Este capítulo judicial arrancó cuando la Procuraduría acudió al recurso de casación en contra de la sentencia que un juez había expedido sobre el patrullero Alarcón Vargas por su participación en el homicidio del joven artista.
Esa decisión llevó a la Sala de Casación Penal de la Corte Suprema a imponer: “En consecuencia, con base en las consideraciones que anteceden, a Wilmer Antonio Alarcón Vargas como pena principal por la señalada conducta punible, cuatrocientos (400) meses de prisión”. Es decir, 33 años de cárcel por el crimen del grafitero.

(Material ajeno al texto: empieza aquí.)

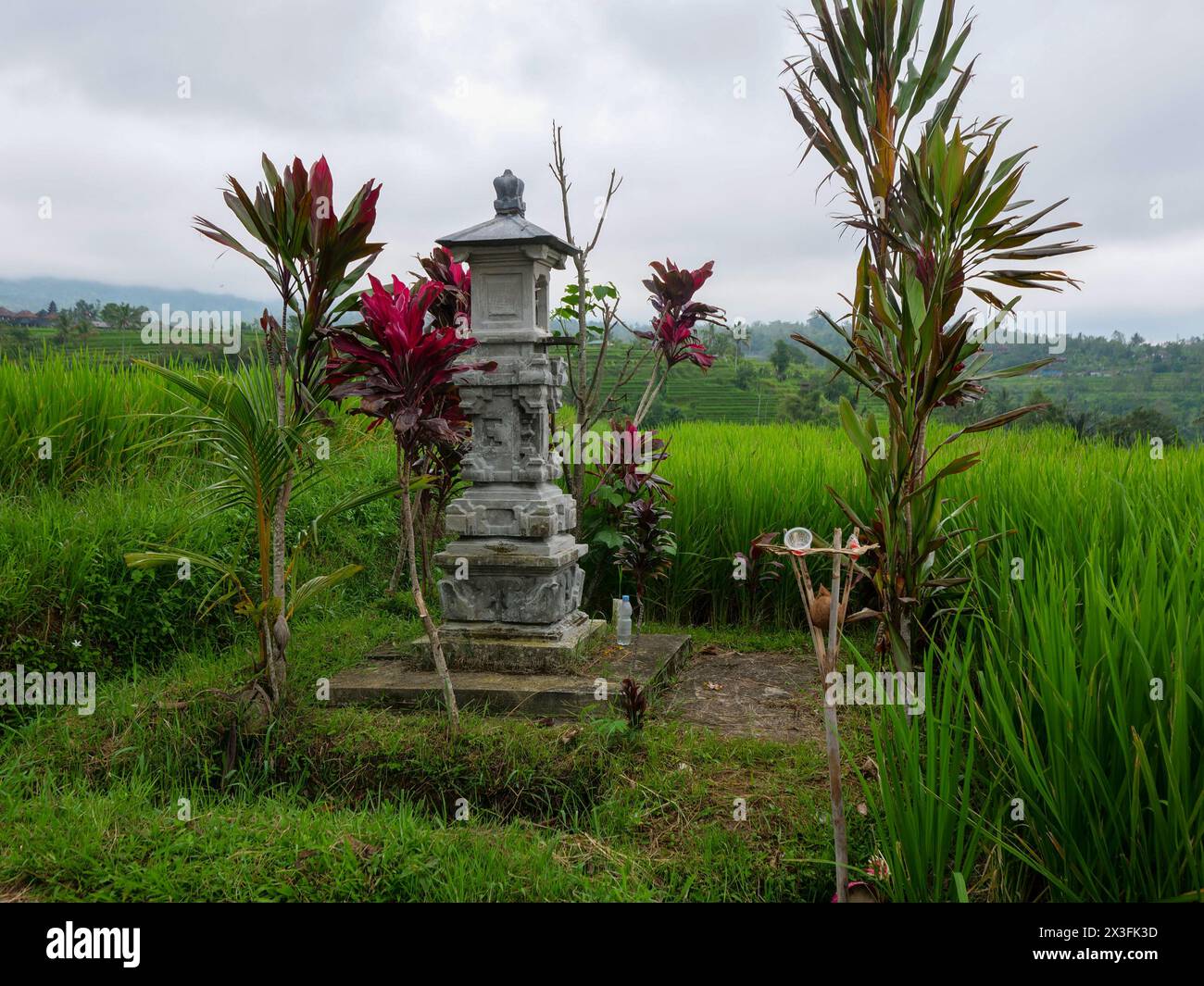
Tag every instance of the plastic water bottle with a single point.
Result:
(624, 626)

Así fue como se resolvió parcialmente el recurso que presentó la Procuraduría sobre la sentencia del 10 de mayo de 2021, dada por la Sala Penal del Tribunal Superior del Distrito Judicial de Bogotá, que confirmó la condena contra el patrullero Wilmer Alarcón por homicidio agravado.

La otra condena contra Alarcón
Esta no es la primera condena contra el integrante de la Policía por este caso, pues en diciembre del año pasado, la Sala de Casación Penal también lo sentenció a 19 años de cárcel por los delitos de favorecimiento al homicidio y tráfico de armas de fuego.
En esa decisión también se modificaron las condenas contra el teniente coronel Nelson Jesús Arévalo Rodríguez, el subintendente Fleyber Leandro Zarabana Payán y el sargento Juan Carlos Leal Barrero, por ese mismo delito.
El grupo de uniformados de la Policía terminó condenado por conseguir un arma de fuego que fue implantada en la escena del crimen para encubrir el homicidio cometido por el patrullero Wilmar Antonio Alarcón, ahora condenado a 33 años de cárcel por el crimen de Becerra.
En ese momento, la Corte Suprema expuso: “El patrullero Wilmer Antonio Alarcón, ninguna relación tiene con las funciones que constitucional y legalmente le corresponden, más aún cuando las conductas objeto de acusación, por el contrario, resultan abiertamente opuestas a las funciones constitucionales de la fuerza pública y, por supuesto, ajenas al campo de competencia de la justicia penal militar”.
El próximo 19 de agosto se cumplirán 15 años del homicidio de Diego Felipe Becerra, quien murió cuando estaba en compañía de otros tres adolescentes, pintando grafitis con aerosol a la altura del puente que queda ubicado en la avenida Boyacá con 116, en el noroccidente de Bogotá.